The iPad killer. That’s what the industry called Motorola Xoom, Hewlett-Packard’s TouchPad, BlackBerry Playbook, Samsung Galaxy Tab and just about any other newly launched tablet that doesn’t bear the Apple logo. Now, they’re calling Amazon’s yet-to-be-released tablet exactly that, even before a single photograph is leaked.
Charles Arthur of Guardian says that Amazon is “the only company that people think could pose a serious threat to Apple in the tablet space.” Amazon is “a conduit to lots of content,” and on a tablet, content is king.
He also notes that it’s easier to buy content from Amazon than Google’s Android Market, which has no simple payment mechanism.
No wonder industry insiders are calling Amazon’s tablet the most viable competitor to the iPad (wait, didn’t everyone say the same thing about HP’s TouchPad?).
Sure, Amazon is not introducing its own operating system. But the Android running on its tablet is being tweaked so much, it’s beyond recognition. Instead of running Google’s stock Android apps, it comes loaded with Amazon-branded apps, including its own Amazon Appstore. And this is a key differentiator for the tablet — and one that could dramatically enhance its value.
Will Amazon’s Appstore Empower or Destroy the Android Ecosystem?
If the key to selling more apps is a simple and straightforward payment method, as suggested by Arthur, Amazon’s Appstore may be the incentive for developers to build higher-quality apps for Android. With better apps, especially tablets-optimized ones, Android will be in a much better position to compete with Apple.
The reverse is true if developers are releasing their apps exclusively on Amazon’s Appstore, for any reason. What does this mean to other Android tablet makers when they’ll not only have to compete with the iPad, but Amazon’s tablet, which has a more appealing store?
If that happens, they may have to consider pre-installing Amazon’s Appstore on their own tablets in order to bring the best experience to their users.

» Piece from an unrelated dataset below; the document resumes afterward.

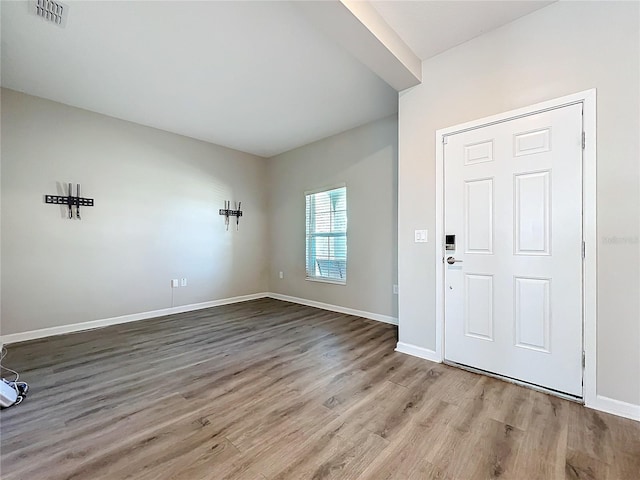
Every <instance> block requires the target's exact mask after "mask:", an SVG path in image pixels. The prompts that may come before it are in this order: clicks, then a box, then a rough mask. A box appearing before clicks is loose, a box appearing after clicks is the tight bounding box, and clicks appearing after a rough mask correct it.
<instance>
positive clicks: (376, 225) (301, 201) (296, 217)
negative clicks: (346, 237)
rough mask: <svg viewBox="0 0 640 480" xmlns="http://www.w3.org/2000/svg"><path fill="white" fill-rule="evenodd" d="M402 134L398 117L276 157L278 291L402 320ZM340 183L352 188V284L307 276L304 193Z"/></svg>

On the other hand, Google will be put in an awkward position with Amazon powering the de facto appstore on Android, and Motorola, which will mostly likely fit the standard Android on its future tablets, will be losing out.
Back to Reality
Does Amazon really have what it takes to shake up the Android ecosystem? As of now, no. Before even thinking of overtaking the market, let alone the iPad, it has to first clean up its act.
The least Amazon could do is prevent bad press like this. Also, stop annoying developers with lengthy review periods and give them more control over app prices and descriptions.